The focus on appearance that prom values can worsen body image issues, especially for those with existing conditions. Teenagers may feel like they need to look a certain way, or like everyone else, to feel beautiful. This can lead to depression and low self-esteem when one feels like they can’t measure up.

Tips for Prom Season: 

Before prom approaches, define your personal boundaries. How much time are you comfortable dedicating to prom preparation? How much money are you willing to spend? Do you even want to go to prom? Ask yourself these questions before jumping into what you feel you are supposed to do. There is no shame in going against the grain and maybe doing things differently than your peers. Maintain these boundaries within yourself and express them to others in a respectful but stern way if they question you. Remember, this night is supposed to be fun for you—setting proper boundaries so that prom doesn’t become an unhappy memory full of stress and anxiety is what you need to do to protect your peace. 

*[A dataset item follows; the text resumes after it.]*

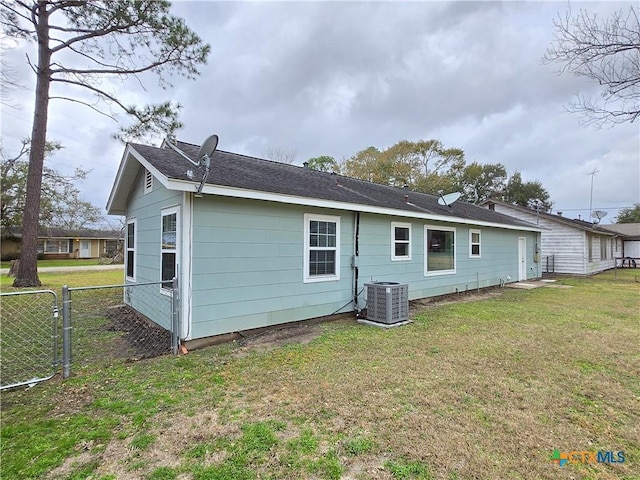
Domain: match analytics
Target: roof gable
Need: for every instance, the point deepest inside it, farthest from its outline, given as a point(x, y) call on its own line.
point(238, 175)
point(579, 224)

If you are going to prom, you will need to prepare at least the basics. Write out a list of logistics that you need to plan, like transportation, outfit, date(s), tickets, etc. Then, take some time to think about what you must do to fulfill these plans calmly. Starting planning ahead of time (such as a month in advance) will help ease nerves and reduce the pressure of things being last minute. Other than logistics, you can also write out plans for how you will deal with worries you are having about prom. For example, if you want to take a date but are feeling anxious because you don’t have one yet, you can write out a list of 2-3 people you would be happy to take as a date. Then, you can plan on how to ask them. You can also write a backup plan to just go with a group of friends if your plans with dates fall through. Most of the time, having a planned course of action will make you feel more at ease and prepared! 

If you are experiencing stress about prom, you may be dealing with it unhealthily. If you are lashing out at your peers, over-planning to the point of burnout, or not maintaining boundaries in fear of displeasing others, you may need to rethink your stress management techniques. It is recommended that when you feel stressed you reach out to a trusted individual for support, whether that be a parent, friend, or your therapist. They can help put things in perspective and plan with you. Other ways you can manage your stress are by distracting yourself with healthy habits, like exercise, art, or hanging out with friends.

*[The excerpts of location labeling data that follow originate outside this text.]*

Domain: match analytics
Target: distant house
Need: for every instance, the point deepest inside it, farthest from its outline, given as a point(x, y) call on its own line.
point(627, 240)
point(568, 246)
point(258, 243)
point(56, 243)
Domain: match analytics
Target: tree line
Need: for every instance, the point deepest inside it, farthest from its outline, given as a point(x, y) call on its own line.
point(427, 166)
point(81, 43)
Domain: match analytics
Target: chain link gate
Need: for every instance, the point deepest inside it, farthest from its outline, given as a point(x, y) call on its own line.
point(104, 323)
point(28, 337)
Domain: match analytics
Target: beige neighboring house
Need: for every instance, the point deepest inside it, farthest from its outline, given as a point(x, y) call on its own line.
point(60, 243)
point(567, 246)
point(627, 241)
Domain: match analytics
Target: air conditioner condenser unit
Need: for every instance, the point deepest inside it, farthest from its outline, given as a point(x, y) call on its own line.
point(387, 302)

Consent is the act of giving permission or being in agreement through affirmative and voluntary words that are understandable to everyone involved. In other words, you cannot give consent if you are under the influence or in an unequal power dynamic. What you choose to partake in during or after prom is completely your choice, so make sure you remove yourself from situations if your choices are not respected. Likewise, be sure to respect other people’s decisions, and not pressure them into doing something that makes them uncomfortable in any way. 

Both before and after prom, you should be practicing self-care. Even if you follow all the tips above, prom can still cause some healthy stress. Self-care, like bubble baths, reading a relaxing book, spending time with those who make you happy, and/or journaling, can help fill your cup back up after feeling stressed. Not to mention, after prom, you are bound to feel exhausted. Mark off some time on your calendar after prom to unwind through self-care activities, as well. 

Following these tips will help you have a less stressful, more enjoyable prom experience that will include memories that will last a lifetime. Remember, prom is supposed to be fun! We hope you have the best time.